A great example of not maintaining parallelism is with spinning tops. If you bend the axis a bit, the top will slightly wobble as it spins. Then bend the axis even more, and the wobble increases. This is Abbe’s error and is also called the sine or cosine error.

Important Note: build manufacturing machines as accurately as possible. For example, in an assembly line, the guideways and beds should be as uniform as possible. This includes maintaining machine temperature throughout. Otherwise, measurements will be off affecting tolerances. 
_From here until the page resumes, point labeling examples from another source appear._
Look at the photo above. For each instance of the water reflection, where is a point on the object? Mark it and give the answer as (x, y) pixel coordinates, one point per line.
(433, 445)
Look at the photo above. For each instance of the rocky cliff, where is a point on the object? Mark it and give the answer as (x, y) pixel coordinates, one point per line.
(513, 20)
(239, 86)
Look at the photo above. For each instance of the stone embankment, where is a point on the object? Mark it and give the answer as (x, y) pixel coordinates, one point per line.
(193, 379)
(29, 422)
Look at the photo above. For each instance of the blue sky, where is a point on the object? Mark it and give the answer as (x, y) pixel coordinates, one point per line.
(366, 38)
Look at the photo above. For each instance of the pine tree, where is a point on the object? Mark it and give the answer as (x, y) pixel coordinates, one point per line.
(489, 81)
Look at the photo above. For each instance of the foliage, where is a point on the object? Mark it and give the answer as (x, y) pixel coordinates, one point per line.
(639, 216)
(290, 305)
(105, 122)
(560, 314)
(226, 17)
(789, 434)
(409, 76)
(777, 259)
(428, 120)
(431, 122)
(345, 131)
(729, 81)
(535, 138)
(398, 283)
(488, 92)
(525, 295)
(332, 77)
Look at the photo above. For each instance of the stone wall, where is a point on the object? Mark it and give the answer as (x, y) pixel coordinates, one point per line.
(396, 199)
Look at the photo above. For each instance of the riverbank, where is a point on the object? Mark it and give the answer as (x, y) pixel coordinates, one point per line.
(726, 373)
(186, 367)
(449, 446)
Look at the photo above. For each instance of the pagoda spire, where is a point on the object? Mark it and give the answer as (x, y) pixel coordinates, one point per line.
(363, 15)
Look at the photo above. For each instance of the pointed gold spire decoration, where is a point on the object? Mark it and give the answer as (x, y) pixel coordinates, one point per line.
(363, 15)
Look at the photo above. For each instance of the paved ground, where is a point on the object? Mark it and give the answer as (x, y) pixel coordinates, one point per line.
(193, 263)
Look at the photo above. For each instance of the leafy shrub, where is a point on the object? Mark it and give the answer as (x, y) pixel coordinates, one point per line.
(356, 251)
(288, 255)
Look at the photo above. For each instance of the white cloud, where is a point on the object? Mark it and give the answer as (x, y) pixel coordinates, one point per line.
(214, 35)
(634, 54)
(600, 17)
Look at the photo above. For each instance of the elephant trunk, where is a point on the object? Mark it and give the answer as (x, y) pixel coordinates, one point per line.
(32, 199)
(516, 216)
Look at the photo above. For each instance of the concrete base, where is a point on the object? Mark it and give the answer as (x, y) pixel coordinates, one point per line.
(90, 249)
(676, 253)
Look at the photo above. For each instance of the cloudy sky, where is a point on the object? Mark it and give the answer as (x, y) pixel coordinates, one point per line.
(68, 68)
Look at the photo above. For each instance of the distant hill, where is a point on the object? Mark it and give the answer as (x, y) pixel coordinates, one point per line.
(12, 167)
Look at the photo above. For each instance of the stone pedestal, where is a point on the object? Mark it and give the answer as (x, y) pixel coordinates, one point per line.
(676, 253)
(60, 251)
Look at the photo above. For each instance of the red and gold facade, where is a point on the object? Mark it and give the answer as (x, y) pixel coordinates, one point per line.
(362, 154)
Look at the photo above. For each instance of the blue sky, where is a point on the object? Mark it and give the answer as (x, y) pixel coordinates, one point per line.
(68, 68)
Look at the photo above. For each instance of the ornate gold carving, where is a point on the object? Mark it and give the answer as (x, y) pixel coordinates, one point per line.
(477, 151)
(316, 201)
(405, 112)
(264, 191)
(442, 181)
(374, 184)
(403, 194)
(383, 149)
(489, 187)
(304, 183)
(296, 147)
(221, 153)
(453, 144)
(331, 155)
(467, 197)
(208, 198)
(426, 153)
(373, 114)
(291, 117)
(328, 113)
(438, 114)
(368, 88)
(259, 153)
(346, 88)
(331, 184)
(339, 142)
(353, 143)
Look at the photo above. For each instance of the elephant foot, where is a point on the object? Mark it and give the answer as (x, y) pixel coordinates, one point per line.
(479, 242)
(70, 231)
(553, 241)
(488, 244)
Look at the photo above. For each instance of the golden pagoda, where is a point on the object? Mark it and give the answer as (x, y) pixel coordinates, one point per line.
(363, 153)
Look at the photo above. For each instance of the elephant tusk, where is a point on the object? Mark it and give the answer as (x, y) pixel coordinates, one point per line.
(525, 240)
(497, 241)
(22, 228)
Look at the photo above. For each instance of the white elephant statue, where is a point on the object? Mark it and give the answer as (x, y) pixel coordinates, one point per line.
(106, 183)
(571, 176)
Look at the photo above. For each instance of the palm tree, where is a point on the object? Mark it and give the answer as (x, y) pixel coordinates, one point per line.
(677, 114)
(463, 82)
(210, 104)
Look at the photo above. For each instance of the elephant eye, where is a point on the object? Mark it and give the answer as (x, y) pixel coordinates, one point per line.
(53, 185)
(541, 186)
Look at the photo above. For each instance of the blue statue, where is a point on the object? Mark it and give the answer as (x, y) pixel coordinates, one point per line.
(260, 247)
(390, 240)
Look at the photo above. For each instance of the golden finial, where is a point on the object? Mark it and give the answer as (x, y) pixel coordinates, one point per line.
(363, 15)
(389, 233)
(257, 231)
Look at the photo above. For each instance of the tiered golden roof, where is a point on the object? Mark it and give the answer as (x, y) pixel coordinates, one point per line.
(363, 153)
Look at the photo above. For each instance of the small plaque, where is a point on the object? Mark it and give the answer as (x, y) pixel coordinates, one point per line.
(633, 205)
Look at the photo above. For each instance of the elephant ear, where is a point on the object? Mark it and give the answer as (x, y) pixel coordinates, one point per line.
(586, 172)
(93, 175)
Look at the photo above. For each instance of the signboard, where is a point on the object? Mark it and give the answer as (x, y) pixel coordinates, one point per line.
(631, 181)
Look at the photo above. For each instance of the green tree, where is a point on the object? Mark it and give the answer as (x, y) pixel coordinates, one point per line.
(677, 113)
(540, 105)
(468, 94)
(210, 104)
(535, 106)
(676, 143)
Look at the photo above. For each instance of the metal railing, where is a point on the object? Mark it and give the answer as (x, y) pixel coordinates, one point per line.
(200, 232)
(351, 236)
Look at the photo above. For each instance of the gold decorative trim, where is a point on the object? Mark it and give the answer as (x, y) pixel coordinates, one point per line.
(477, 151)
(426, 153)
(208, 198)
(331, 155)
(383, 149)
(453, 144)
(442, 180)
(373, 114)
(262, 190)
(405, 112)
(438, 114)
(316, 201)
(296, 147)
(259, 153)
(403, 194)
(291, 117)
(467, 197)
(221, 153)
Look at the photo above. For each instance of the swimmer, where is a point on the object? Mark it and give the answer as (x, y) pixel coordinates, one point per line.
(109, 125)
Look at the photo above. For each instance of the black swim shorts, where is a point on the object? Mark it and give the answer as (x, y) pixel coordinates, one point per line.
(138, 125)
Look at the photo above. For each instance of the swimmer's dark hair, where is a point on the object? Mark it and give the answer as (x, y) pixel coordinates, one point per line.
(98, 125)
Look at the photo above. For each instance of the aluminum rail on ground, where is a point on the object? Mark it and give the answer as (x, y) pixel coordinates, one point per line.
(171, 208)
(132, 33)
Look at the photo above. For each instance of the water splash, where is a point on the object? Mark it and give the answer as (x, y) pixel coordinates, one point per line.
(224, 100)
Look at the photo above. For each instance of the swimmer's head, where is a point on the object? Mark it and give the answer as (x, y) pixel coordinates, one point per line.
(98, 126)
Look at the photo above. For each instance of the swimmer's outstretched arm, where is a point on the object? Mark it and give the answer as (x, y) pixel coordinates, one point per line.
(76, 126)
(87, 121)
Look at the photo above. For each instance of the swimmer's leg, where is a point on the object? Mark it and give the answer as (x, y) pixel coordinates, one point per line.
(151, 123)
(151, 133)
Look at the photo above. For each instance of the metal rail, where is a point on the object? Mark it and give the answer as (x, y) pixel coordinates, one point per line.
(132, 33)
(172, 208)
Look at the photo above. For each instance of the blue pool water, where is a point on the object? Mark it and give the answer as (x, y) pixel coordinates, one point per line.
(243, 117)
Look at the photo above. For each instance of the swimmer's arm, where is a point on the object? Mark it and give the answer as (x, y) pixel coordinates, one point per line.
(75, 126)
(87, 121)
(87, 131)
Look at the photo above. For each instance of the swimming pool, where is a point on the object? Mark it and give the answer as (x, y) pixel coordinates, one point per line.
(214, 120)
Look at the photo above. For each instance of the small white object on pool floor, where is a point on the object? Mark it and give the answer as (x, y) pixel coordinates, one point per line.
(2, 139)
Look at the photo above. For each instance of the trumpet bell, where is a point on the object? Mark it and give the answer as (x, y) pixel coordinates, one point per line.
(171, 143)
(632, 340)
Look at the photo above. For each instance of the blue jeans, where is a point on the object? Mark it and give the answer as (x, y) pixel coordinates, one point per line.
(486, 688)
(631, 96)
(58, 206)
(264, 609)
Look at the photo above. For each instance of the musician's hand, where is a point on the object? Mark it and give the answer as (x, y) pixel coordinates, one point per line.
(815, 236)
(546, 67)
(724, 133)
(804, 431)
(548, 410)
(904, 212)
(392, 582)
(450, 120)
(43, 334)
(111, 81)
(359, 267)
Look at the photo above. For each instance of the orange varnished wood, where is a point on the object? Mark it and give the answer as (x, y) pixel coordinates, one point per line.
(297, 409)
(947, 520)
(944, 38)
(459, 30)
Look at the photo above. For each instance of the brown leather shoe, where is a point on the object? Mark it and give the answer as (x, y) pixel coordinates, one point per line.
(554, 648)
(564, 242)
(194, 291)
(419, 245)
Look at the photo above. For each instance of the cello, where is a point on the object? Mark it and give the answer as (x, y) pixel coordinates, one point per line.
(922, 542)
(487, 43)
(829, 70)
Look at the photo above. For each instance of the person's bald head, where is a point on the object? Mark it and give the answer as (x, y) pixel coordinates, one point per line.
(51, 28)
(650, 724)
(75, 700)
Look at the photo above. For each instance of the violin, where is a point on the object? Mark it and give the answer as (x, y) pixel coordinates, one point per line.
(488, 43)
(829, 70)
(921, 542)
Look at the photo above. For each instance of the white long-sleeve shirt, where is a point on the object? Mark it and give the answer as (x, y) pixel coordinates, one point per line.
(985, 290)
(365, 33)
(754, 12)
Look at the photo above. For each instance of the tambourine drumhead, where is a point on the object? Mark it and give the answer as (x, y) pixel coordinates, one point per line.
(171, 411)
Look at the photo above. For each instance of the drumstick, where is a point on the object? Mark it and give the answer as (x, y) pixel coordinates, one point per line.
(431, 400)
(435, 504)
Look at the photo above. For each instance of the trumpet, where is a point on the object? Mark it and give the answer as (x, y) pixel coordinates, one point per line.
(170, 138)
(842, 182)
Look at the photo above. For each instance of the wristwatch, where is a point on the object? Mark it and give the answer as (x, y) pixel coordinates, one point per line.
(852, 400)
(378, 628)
#6 Maintain independent functions

Keep the functions of your design independent from one another the best you can. In other words, break a design down into separate simple functions. For example, with an airplane, you’d break the plane design into the following parts:

  1. Power plant
  2. Empennage
  3. Landing gear
  4. Fuselage
  5. Wings

Then, we can further drill into each of these 5 parts. For instance, with the power plant, we can break it down into the following parts:

  • Electrical infrastructure
  • Engine
  • Control and instrumentation
  • Fuel system

I know, it sounds easier said than done. The challenge is with how interdependent all these parts are together. For example, the engine and all electronics rely on the fuel system.

But in the beginning, design phase, you can better separate out each part. You can focus on designing the best fuel system rather than the entire plane. This is a bit less intimidating. And frankly, it’s the logical approach when each part requires a specialty skill.

#7 Identify sensitive directions and reference features

spacex falcon heavy landing
SpaceX Falcon Heavy Landing (Photo Credit: SpaceX)

With every design, there’s a direction where accuracy and repeatability are most critical.

For example, think of a SpaceX rocket landing on a floating drone ship. The rocket needs the utmost accuracy as it descends for landing. This means the constant collection of a full spectrum of data in the entire descent. So the critical direction, or component, would be the sensors mounted on the rocket.

If there’s a hiccup in data collection in the descent, the rocket may not have time to adjust. As a result, its path may fall off course and it’ll splash into the ocean.

This is why you always need to identify the sensitive directions in your machines. Then, put in extra engineering effort into the accuracy for directions you deeply rely on. Also, make sure you maintain precision where you need it the most.

What’s more, identify key features remaining fixed in your design. These are key features you can’t remove no matter what. You need to always design around these key features.

Mechanical engineering design tips wrap up 

A LOT of effort goes into design work, but even more effort goes into great design work. Because all great designs look simple on the surface. But as with everything, the devil is in the details.

So use these mechanical engineering design tips to improve your work. You’ll then be able to create more functional and cost-effective designs. This is what separates great engineers from average engineers.

What mechanical engineering design tips do you find the most helpful? What do you find the most difficult about design work?